If you were to approach this from a sporting aspect, it absolutely has to be Dustin Poirier vs Beneil Dariush for the shot at the lightweight title, and with the performance we saw at the weekend, Poirier proved he’s still got the dog in him, and he should be in the picture.
The problem is, even though you’ve got two guys who deserve to be fighting for a number one contender spot, you’ve got two guys who hold different profile in the division.
Dariush is a very quiet guy. He doesn’t really resonate with the wider MMA fan base, whereas everyone knows Poirier. He’s got the Conor McGregor fights and the Conor McGregor money, and he might look at Dariush and think there’s nothing in it for him, while whoever the champion is would be keen to fight him as the money fight in the division.
If you’re Islam Makhachev, you look at Poirier and the fact your mentor beat him and expect to do the same. So, if Makhachev comes through the Alexander Volkanovski fight, Poirier makes perfect sense.

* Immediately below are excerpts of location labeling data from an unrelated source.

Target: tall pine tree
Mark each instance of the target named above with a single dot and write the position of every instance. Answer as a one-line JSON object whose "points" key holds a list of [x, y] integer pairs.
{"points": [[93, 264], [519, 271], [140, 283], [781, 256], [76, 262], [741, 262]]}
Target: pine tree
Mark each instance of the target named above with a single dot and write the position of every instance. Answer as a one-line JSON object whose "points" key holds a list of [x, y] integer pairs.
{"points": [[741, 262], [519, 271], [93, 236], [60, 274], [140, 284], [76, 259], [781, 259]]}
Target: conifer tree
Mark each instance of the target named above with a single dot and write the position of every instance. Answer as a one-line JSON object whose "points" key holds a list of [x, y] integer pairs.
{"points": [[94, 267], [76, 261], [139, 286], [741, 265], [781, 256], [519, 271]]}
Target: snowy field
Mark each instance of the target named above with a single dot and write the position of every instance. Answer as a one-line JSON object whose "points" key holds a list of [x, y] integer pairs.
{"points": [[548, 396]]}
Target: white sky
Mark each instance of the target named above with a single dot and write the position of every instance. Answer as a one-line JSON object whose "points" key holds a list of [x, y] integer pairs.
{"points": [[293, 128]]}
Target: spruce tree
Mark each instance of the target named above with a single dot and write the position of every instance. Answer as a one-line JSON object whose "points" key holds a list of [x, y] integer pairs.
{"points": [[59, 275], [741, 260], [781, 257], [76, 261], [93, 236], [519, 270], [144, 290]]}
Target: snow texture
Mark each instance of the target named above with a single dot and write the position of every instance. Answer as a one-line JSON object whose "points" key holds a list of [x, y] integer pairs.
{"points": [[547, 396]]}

Michael Chandler on the other hand is in such a hard position. When he first came to the UFC, the thing was always about the title. “I’ve done it at Bellator, I’m coming here in the twilight of my career to prove I can hang with the very best guys.”
Ultimately, through his five fights, he’s been a fans’ favourite and I’ll always buy a ticket when his name’s on the card, but he has fallen short at the top level.
His debut was a brilliant knockout against Dan Hooker who at the time was going really well in the division, but you look at him since, he’s been all over the place. His victory against Tony Ferguson was against an ageing Tony Ferguson after Justin Gaethje sent him into retirement.
He’s also had a title fight with Charles Oliveira which he could’ve won. He was en-route to a 10-8 round before Oliveira pulled it out of the fire and stopped him in the second. And in the fight with Gaethje, he threw the third round away because of him want to entertain the crowd – as Gaethje himself has done since joining the UFC.
If he used his brain a bit and wrestled more – even against a great wrestler in Gaethje – he could’ve muddled himself through that third round and get his hand raised. Then at the weekend, there’s an argument he won the first two rounds – I don’t think he did, but there is an argument he did – and a mistake in the third cost him.
His will to entertain has cost him some big wins. What comes for him next is interesting because he won’t be short of offers.
Conor McGregor kind of makes sense. McGregor’s going to want to fight someone to come back, Chandler won’t be fighting for the title any time soon and he doesn’t want to fight the killers coming through at 155. He wants the money fights and maybe Michael Chandler is the man to welcome Conor McGregor back to the Octagon.
Molly McCann’s winning streak came to an abrupt end, but I expect she’ll be back on the UK card. We all knew going into the fight with Erin Blanchfield that this was a tough, tough test given the stylistic matchup. Erin’s a phenomenal grappler out of the Eddie Bravo Brazilian jiu-jitsu school, and Molly’s grappling isn’t on that level.
But Molly’s striking is better than Erin’s so if she could’ve kept it on the feet, it would’ve been an interesting exchange.
Blanchfield gave McCann a bit of confidence at the start of the fight before dragging McCann into her world and she was outstanding from there.
I’m excited to see what she does going forward. I think she’ll fight someone like Alexa Grasso, and because the champion is running out of contenders to fight, Blanchfield might be fighting for the title by the end of the year.
For McCann though, these losses in MMA don’t define anybody. People kept saying to me at the weekend ‘why did they put Molly McCann in with Erin Blanchfield?!’ – she was #15 and Blanchfield was #12. This is the UFC; you don’t get lay-ups in this game.
If you want to break the top 10, you’ve got to beat the top 12. There are people McCann would beat in the top 15 due to her style, but for now she’s got to go away, work on her grappling, work out how to keep those fights on her feet, and she will bounce back.